Scot is a principal software engineer at Bristol Technology Incorporated, where he leads the development of the Wind/U Windows-to-UNIX portability toolkit. Louis is also a software engineer at Bristol Technology, where he leads the development of Bristol's Xprinter product. Scot and Lu are both on the development team that added Microsoft Foundation Class Library support to the Wind/U toolkit, allowing MFC 2.0 applications to port to UNIX/Motif. Scot and Lu can be reached at (203) 438-6969 or via e-mail at scot@bristol.com and lu@bristol.com.
Introduction
Many programmers believe that by using C++ with its strong type checking they can achieve the multi-platform programmer's nirvana: 100% portable code. We tested this theory by porting a large 16-bit based C++ library, Microsoft Foundation Class library (MFC), to 32-bit UNIX workstations. We found that while using C++ definitely increases your program's portability, it still is not the portability silver bullet. This article highlights some common portability problems and shows examples of them in the context of MFC.Microsoft recently released the second release of MFC with their Visual C++ development environment. MFC provides the user with the best of both worlds, a set of basic data type classes and an application framework. The basic classes provide support for collections, exceptions, file I/O, strings, and run-time class information. MFC's application framework is built upon the Windows API and implements several advanced application features such as:
Microsoft provides MFC source code with the Visual C++ product as a reference. We used this code as the starting point for porting the MFC to UNIX. By making MFC available on UNIX, we hope to improve the quality of applications and facilitate the creation of feature rich applications on UNIX. Moreover, with MFC on both Windows and UNIX, multi-platform developers can support applications on both platforms with a single set of source code.
- toolbars
- status bars
- Multiple Document Interface (MDI)
- Most Recently Used (MRU) a list of recently used files in a menu maintained for you
- message mapping allows you to easily map messages to member functions
- splitter windows similar to those used in Excel and Word
- print preview/printing
Getting Started
After copying the MFC source files to the UNIX workstation, we first had to convert the files from DOS format to UNIX format. (DOS files have both carriage returns and line feeds. UNIX files have only linefeeds.) Most workstations have utilities, such as dos2unix, for performing the conversion. Next, we created a quick and dirty makefile that compiles all of the source files and stuffs them into a library.Before firing up the compiler, we investigated which macros should be defined. The first macro, NO_VBX_CONTROLS, excludes the MFC support for Visual Basic (VBX) controls. Since there is no concept of Visual Basic controls or the underlying library on UNIX, we defined this macro. Microsoft was kind enough to also include a PORTABLE macro which, when defined, turns off sections of inline Intel x86 assembly code and turns on C++ equivalents. For the initial compilation, we also decided to turn on the _DEBUG macro, which turns off most inlining and turns on tons of useful assertions. After defining these macros, we kicked off the first compile.
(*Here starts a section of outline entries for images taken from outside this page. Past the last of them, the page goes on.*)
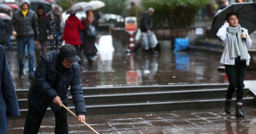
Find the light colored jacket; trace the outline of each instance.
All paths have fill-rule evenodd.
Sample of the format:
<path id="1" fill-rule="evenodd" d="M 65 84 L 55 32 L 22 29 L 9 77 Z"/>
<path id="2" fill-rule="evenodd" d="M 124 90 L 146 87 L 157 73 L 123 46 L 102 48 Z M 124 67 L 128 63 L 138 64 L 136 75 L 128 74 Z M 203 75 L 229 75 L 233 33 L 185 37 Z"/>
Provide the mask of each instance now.
<path id="1" fill-rule="evenodd" d="M 226 22 L 225 22 L 224 24 L 220 28 L 216 34 L 224 43 L 223 45 L 224 45 L 224 50 L 220 59 L 220 63 L 225 65 L 234 65 L 235 58 L 230 57 L 228 50 L 230 49 L 230 48 L 229 48 L 230 45 L 228 44 L 228 42 L 226 41 L 227 39 L 229 37 L 228 37 L 228 32 L 227 31 L 227 28 L 228 26 L 229 26 L 229 24 Z M 243 30 L 243 33 L 247 35 L 247 37 L 246 39 L 245 43 L 246 47 L 248 48 L 252 45 L 252 39 L 248 34 L 248 30 L 243 28 L 242 28 L 242 29 Z M 249 59 L 246 61 L 247 65 L 249 65 L 250 59 L 251 58 L 249 54 L 248 54 L 248 57 Z"/>

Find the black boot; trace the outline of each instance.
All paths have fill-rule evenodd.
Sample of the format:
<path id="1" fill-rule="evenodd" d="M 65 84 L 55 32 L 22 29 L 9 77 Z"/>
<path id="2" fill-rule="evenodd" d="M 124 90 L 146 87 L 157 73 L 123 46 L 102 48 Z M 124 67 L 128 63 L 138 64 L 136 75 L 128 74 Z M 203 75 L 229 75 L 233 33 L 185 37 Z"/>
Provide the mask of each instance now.
<path id="1" fill-rule="evenodd" d="M 244 113 L 242 111 L 242 106 L 236 104 L 236 117 L 244 117 Z"/>
<path id="2" fill-rule="evenodd" d="M 231 101 L 226 100 L 225 102 L 225 112 L 228 114 L 231 113 Z"/>

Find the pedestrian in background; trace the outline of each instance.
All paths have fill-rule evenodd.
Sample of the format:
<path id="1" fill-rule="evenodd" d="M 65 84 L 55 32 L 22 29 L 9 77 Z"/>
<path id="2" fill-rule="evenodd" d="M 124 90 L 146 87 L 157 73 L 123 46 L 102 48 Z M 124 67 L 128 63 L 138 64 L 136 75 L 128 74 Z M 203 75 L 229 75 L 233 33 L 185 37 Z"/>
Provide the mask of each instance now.
<path id="1" fill-rule="evenodd" d="M 77 121 L 85 121 L 85 104 L 77 62 L 80 60 L 76 48 L 70 44 L 41 57 L 28 90 L 28 109 L 23 134 L 38 133 L 49 106 L 55 117 L 55 133 L 68 134 L 67 111 L 62 104 L 68 104 L 70 86 Z"/>
<path id="2" fill-rule="evenodd" d="M 76 14 L 70 14 L 66 20 L 63 32 L 63 40 L 66 43 L 74 45 L 76 53 L 80 56 L 81 42 L 80 31 L 84 31 L 84 28 Z"/>
<path id="3" fill-rule="evenodd" d="M 51 20 L 50 26 L 51 28 L 52 29 L 53 33 L 53 39 L 50 39 L 50 41 L 52 51 L 58 49 L 59 38 L 62 36 L 61 17 L 59 15 L 58 11 L 55 10 L 58 9 L 58 7 L 54 8 L 55 10 L 49 15 L 49 17 Z"/>
<path id="4" fill-rule="evenodd" d="M 0 45 L 4 45 L 6 43 L 6 28 L 4 21 L 0 18 Z"/>
<path id="5" fill-rule="evenodd" d="M 89 26 L 92 24 L 94 19 L 92 10 L 86 11 L 86 18 L 82 22 L 86 30 L 89 28 Z M 86 32 L 84 32 L 84 44 L 82 47 L 84 54 L 86 55 L 89 65 L 92 64 L 93 62 L 92 58 L 97 55 L 98 52 L 97 48 L 95 46 L 96 39 L 96 36 L 90 36 Z"/>
<path id="6" fill-rule="evenodd" d="M 140 28 L 141 31 L 140 43 L 141 44 L 141 45 L 142 45 L 146 51 L 149 51 L 151 53 L 156 54 L 158 54 L 158 52 L 155 50 L 155 47 L 156 46 L 157 40 L 155 35 L 151 31 L 152 29 L 151 16 L 154 12 L 155 10 L 154 8 L 150 8 L 142 14 L 140 24 Z M 155 38 L 153 38 L 154 37 Z M 151 39 L 154 39 L 153 40 L 156 41 L 150 41 L 152 40 Z"/>
<path id="7" fill-rule="evenodd" d="M 26 45 L 28 52 L 29 78 L 34 76 L 35 41 L 37 43 L 39 36 L 36 13 L 30 9 L 29 0 L 22 0 L 21 9 L 14 13 L 12 20 L 12 34 L 16 36 L 17 41 L 17 51 L 19 62 L 18 77 L 21 78 L 24 69 L 24 56 Z"/>
<path id="8" fill-rule="evenodd" d="M 0 10 L 0 12 L 3 13 L 8 14 L 9 16 L 11 16 L 11 11 L 6 8 L 1 8 Z M 3 20 L 4 24 L 5 25 L 5 36 L 6 36 L 6 42 L 5 44 L 8 46 L 8 50 L 11 51 L 12 51 L 12 45 L 11 43 L 11 35 L 12 35 L 12 32 L 11 30 L 12 29 L 12 26 L 11 25 L 11 20 L 8 19 Z M 3 37 L 2 35 L 1 35 L 1 37 Z M 4 44 L 2 44 L 4 45 Z"/>
<path id="9" fill-rule="evenodd" d="M 5 51 L 2 45 L 0 45 L 0 134 L 4 134 L 8 130 L 8 117 L 19 116 L 20 114 Z"/>
<path id="10" fill-rule="evenodd" d="M 246 66 L 250 57 L 247 48 L 252 45 L 248 30 L 239 24 L 238 16 L 234 13 L 227 15 L 226 21 L 219 29 L 217 36 L 225 42 L 220 63 L 225 65 L 229 83 L 226 95 L 225 111 L 231 113 L 232 97 L 236 89 L 236 116 L 243 117 L 241 108 L 243 104 L 244 80 Z"/>
<path id="11" fill-rule="evenodd" d="M 46 41 L 48 35 L 49 35 L 50 39 L 53 39 L 53 30 L 50 25 L 50 20 L 44 12 L 44 6 L 41 4 L 37 8 L 37 23 L 39 30 L 39 40 L 38 43 L 35 44 L 36 61 L 38 61 L 42 54 L 47 51 Z"/>

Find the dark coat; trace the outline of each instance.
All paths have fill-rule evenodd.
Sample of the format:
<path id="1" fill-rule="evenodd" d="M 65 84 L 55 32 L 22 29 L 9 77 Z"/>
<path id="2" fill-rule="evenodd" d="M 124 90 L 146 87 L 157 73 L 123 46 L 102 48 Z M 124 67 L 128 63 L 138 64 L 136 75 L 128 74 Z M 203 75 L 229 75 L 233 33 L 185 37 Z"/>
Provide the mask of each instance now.
<path id="1" fill-rule="evenodd" d="M 140 28 L 142 32 L 146 32 L 147 30 L 151 30 L 151 16 L 147 12 L 145 12 L 142 15 L 142 18 L 140 21 Z"/>
<path id="2" fill-rule="evenodd" d="M 81 31 L 84 30 L 79 19 L 74 15 L 68 17 L 66 21 L 63 33 L 63 39 L 66 44 L 74 46 L 81 45 L 79 30 Z"/>
<path id="3" fill-rule="evenodd" d="M 26 17 L 24 17 L 21 10 L 14 13 L 12 20 L 12 30 L 17 32 L 17 37 L 23 39 L 34 37 L 35 40 L 38 40 L 39 32 L 35 12 L 29 10 Z"/>
<path id="4" fill-rule="evenodd" d="M 72 95 L 77 115 L 86 114 L 85 104 L 80 79 L 80 69 L 77 62 L 72 67 L 60 72 L 57 64 L 58 51 L 48 52 L 43 55 L 39 59 L 34 74 L 34 77 L 28 91 L 28 99 L 38 111 L 43 112 L 50 105 L 54 113 L 60 108 L 54 104 L 52 100 L 57 96 L 60 97 L 63 103 L 68 99 L 68 89 Z"/>
<path id="5" fill-rule="evenodd" d="M 87 19 L 84 19 L 82 22 L 84 28 L 88 28 L 90 24 L 90 22 Z M 84 44 L 83 46 L 84 54 L 95 55 L 97 54 L 98 50 L 95 47 L 96 37 L 90 37 L 87 35 L 86 32 L 84 33 Z"/>
<path id="6" fill-rule="evenodd" d="M 53 30 L 52 27 L 50 26 L 50 18 L 46 15 L 45 12 L 44 12 L 42 16 L 38 14 L 37 16 L 37 24 L 39 30 L 39 40 L 46 41 L 47 40 L 48 34 L 53 34 Z"/>
<path id="7" fill-rule="evenodd" d="M 4 47 L 0 45 L 0 134 L 8 131 L 7 117 L 20 116 L 18 99 Z"/>

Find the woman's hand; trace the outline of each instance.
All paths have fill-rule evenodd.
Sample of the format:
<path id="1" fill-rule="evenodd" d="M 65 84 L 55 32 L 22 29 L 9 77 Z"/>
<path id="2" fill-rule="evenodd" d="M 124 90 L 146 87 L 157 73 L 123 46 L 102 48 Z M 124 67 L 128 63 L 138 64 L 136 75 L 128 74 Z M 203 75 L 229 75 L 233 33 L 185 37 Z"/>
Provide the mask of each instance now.
<path id="1" fill-rule="evenodd" d="M 247 37 L 247 35 L 243 33 L 242 33 L 242 34 L 241 34 L 241 37 L 242 39 L 246 39 Z"/>

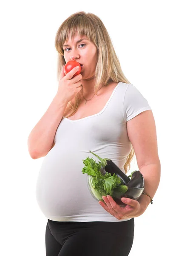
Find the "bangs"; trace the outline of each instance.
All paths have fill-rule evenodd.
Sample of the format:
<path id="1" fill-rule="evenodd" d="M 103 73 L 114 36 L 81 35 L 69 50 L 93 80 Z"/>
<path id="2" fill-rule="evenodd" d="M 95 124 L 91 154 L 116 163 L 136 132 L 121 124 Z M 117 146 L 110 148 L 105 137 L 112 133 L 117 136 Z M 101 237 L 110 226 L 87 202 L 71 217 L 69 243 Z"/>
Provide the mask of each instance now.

The first portability problems were due to subtle differences in the various compilers we used. Most UNIX C++ compilers are based on the AT&T cfront implementation. Each hardware vendor typically licenses the cfront compiler and adds the platform specific components needed to support their hardware. We ported the MFC to Sun SPARCstation and HP 9000/700 workstations. The two compilers used in this port were the SPARCworks C++ 3.0.1 and HP's C++ version 3.0.2. Both compilers are based on version 3.2 of cfront. Visual C++ uses Microsoft's C 8.0 compiler, which claims cfront compliance but is not based directly on that implementation.
The biggest compiler difference was where the _DEBUG version of MFC tracks memory allocation by overloading operator new. The debug version of new is overloaded to take filename and line number information. Listing 1 shows the relevant code.
When _DEBUG is defined, a new expression should be preprocessed to:
new ==> DEBUG_NEW DEBUG_NEW ==> new(__FILE__, __LINE__) CObject *obj = new ( "nested.C" , 30 ) CObject;This macro expansion may appear recursive, but it is not. Microsoft C and Sun C++ 3.0 expand these macros correctly, but HP C++ 3.0 does not. The HP preprocessor fails with the following error message:
nested.C: 30: Overflowed replacement buffer.The HP C++ preprocessor does not follow the macro expansion rules defined in The Annotated C++ Reference Manual. In this manual, the C++ ANSI base document, section 16.3.3 "Rescanning and Further Replacement" states: "If the name of the macro being replaced is found during this scan or during subsequent rescanning, it is not replaced." Hopefully, with the publication of an ANSI C++ standard, differences like these will no longer be an issue.To fix the problem, we just disabled the debug version of new on HP workstations by adding:
#ifndef HPUX #define new DEBUG_NEW #endifInteger Size Issues
Since integers in the Windows environment are 16 bits wide, C programmers often fall into the common mistake of assuming that other 16-bit data types are always the same size as an integer. This is not the case in 32-bit environments. See Listing 2 for an example of a 16/32-bit problem waiting to happen. Porting the code in Listing 2 to UNIX would cause problems if the value of nOne was ever greater than 65,535, because it would suddenly become too large to fit into wTwo (which is only 16 bits wide). The wTwo variable would wrap and start back at 0.C++'s strong type checking will never allow code like this to survive, so 16/32-bit issues are not usually a common C++ problem. We did find one significant 16/32-bit portability problem in the MFC message mapping mechanism. To better understand the problem, let's look at how Microsoft has implemented Message Mapping in MFC.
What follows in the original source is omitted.